The skies are falling.
But, you say, Porsches are amazing. Their have a long and remarkable history of performance, design and innovation. For years, the Porsche marque has symbolized luxury, wealth and speed. Porsches routinely win races all around the world and their styling rivals the silhouette of Swedish models. How could you not want a Porsche?
Let me explain.
I’ve been a car enthusiast my entire life. From the very first 1957 Corvette convertible that I coveted from the tender age of four, cars have been a constant companion in what I wrote, what I read and where I went on the weekends. Twenty years after spying that first ‘Vette, my love for the industry and the hobby had grown into a profession – stronger and more embraced than ever.
The thing is, I’ve always been a specific kind of car lover. A New Jersey native, I was raised on the muscle car and hot rod diet, fed street performance and Americana for breakfast, drag racing and aftermarket customization for lunch. I reveled in the grease stained world that was American power at its finest, craved classic Camaros and celebrated the muscle car resurgence this past decade.
Certainly, I didn’t exclude other classic cars. In fact, many of them stood proud beside the six Camaros in my fantasy garage. I wanted Alfas and Fiat Roadsters, used the elegant curves of Mercedes Gullwing doors as my computer background. I learned about all cars equally, dreamed of driving the Amalfi Coast in a Spitfire or taking a Volkswagen Bus through the Redwoods.
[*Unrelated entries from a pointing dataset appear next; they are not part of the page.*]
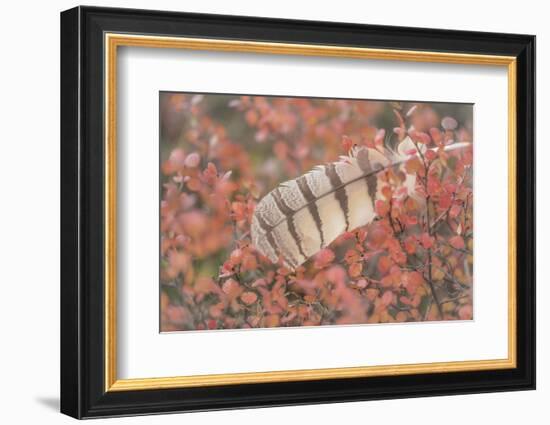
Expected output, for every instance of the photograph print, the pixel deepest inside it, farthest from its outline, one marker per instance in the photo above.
(299, 211)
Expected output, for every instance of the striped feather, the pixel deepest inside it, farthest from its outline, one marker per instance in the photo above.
(302, 216)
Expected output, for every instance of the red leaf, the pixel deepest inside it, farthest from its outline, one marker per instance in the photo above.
(347, 143)
(324, 258)
(426, 240)
(457, 242)
(249, 298)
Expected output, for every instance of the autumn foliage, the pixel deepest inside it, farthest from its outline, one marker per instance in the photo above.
(220, 154)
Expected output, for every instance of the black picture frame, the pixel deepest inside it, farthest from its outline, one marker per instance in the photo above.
(83, 392)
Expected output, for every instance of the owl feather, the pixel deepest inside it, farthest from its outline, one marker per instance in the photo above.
(300, 217)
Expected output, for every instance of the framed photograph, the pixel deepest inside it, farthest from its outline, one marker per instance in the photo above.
(261, 212)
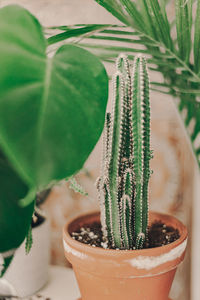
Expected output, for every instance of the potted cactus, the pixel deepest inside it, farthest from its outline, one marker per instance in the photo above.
(51, 106)
(129, 262)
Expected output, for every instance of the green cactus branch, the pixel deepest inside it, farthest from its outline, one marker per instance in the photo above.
(123, 184)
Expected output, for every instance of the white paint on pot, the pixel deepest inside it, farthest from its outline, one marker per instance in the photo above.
(151, 262)
(74, 252)
(29, 273)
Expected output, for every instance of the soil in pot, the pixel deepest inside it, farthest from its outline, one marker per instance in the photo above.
(159, 234)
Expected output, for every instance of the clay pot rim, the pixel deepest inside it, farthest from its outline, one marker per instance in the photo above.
(101, 251)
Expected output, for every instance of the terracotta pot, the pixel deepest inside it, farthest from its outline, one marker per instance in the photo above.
(104, 274)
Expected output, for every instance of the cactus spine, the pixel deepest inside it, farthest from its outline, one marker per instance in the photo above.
(123, 185)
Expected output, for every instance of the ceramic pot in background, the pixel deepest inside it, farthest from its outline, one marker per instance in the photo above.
(104, 274)
(29, 273)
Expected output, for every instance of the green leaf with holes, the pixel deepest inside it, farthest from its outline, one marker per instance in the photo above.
(51, 109)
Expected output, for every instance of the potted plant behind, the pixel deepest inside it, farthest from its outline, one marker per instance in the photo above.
(32, 258)
(136, 253)
(51, 115)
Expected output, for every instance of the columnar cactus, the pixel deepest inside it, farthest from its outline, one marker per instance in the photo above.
(123, 185)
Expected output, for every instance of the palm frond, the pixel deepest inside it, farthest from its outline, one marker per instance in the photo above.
(147, 28)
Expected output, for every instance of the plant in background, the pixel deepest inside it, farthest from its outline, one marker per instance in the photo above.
(172, 44)
(123, 185)
(51, 116)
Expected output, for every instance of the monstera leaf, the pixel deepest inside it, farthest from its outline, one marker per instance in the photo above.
(51, 109)
(51, 116)
(14, 219)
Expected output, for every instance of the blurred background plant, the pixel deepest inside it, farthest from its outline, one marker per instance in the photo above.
(52, 114)
(172, 44)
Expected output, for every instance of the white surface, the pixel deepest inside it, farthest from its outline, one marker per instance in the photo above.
(61, 286)
(151, 262)
(195, 282)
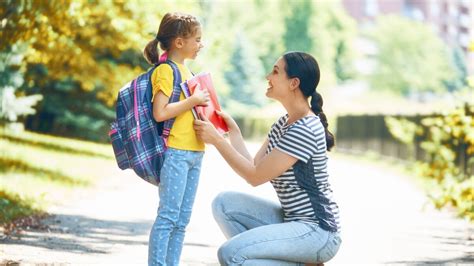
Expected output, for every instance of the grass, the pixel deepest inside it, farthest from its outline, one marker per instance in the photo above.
(38, 170)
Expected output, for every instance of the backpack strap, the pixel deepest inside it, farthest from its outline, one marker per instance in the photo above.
(168, 124)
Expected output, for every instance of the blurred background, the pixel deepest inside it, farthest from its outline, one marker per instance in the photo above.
(397, 82)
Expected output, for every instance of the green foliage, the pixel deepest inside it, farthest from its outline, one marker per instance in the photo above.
(333, 32)
(410, 57)
(460, 78)
(296, 37)
(447, 137)
(78, 54)
(38, 170)
(244, 77)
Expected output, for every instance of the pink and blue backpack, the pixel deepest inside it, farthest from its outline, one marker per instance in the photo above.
(138, 141)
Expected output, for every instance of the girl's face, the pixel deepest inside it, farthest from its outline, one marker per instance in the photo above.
(192, 45)
(278, 81)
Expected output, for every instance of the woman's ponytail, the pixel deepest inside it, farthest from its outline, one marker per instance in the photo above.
(151, 53)
(317, 108)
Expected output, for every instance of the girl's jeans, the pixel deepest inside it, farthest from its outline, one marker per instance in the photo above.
(257, 234)
(177, 190)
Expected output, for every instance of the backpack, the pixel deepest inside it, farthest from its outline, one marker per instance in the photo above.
(138, 141)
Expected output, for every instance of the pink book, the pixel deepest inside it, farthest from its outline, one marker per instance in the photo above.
(203, 81)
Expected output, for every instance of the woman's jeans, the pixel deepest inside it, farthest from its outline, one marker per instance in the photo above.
(257, 234)
(179, 180)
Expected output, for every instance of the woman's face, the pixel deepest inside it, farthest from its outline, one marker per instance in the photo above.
(278, 81)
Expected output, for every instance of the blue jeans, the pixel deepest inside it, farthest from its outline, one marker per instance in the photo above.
(257, 234)
(178, 184)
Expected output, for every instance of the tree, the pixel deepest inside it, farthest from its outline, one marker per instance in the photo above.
(244, 77)
(333, 32)
(459, 80)
(411, 59)
(296, 37)
(77, 54)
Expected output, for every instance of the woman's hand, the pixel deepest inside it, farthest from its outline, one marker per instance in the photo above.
(206, 131)
(231, 124)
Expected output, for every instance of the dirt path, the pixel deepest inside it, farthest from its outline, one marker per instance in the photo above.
(384, 221)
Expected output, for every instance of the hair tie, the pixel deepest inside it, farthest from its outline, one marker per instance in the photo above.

Fantasies churned through car company and country of origin, but still I came back to my beloved muscle cars, like returning home after a trip abroad.
Porsche was never excluded from these lessons. As an automotive enthusiast, I know full well the impact of the Porsche marque on the car world. The Porsche brand is legion, and for good reason. Objectively, I understood the truth of this, respected the marque for its impact on the classic car and modern car worlds, and moved on. Because Porsche wasn’t for me. I wasn’t their target demographic and they weren’t my target product. I never wanted a Porsche.
Because the moment I realized that I could see myself driving around in one of the most popular sports cars ever produced, was the moment I realized I had evolved as a car enthusiast.
Perhaps some of the rebel in me had grown up. The raw power of early muscle cars enticing to an emotional teenage soul who wanted nothing more than to burn rubber as fast and rough as I could. It’s possible that I’ve outgrown that desire. It’s more like that the journey from my early teen years to the ripe old age of twenty-four has both made me more susceptible to marketing of the Porsche lifestyle, and opened my mind to the potential of what a car like that can be. For me. That’s something I never thought I’d say.
Ultimately, cars prove a timeline to our lives. They record our earliest driving days, the road trips and significant others that filtered in and out of our lives. They are memories about where we lived and, fundamentally, who we were at the time. Realizing that a dyed in the wool muscle car girl could actually picture herself behind the wheel of a Porsche, well, that’s a marker too – a sign post that, while I’ll never give up the American muscle completely, I might actually like a little finesse, a little subtlety to go with my performance. Maybe I don’t want that burning rubber roughness all the time.
I’m still a Corvette and Camaro kind of girl. I’ll always be. But as my tastes and interests in the automotive world evolve, I now believe I can also be a Porsche girl too. For now, I’m content to be both. One thing’s for certain, though, I’ll never want a Bentley.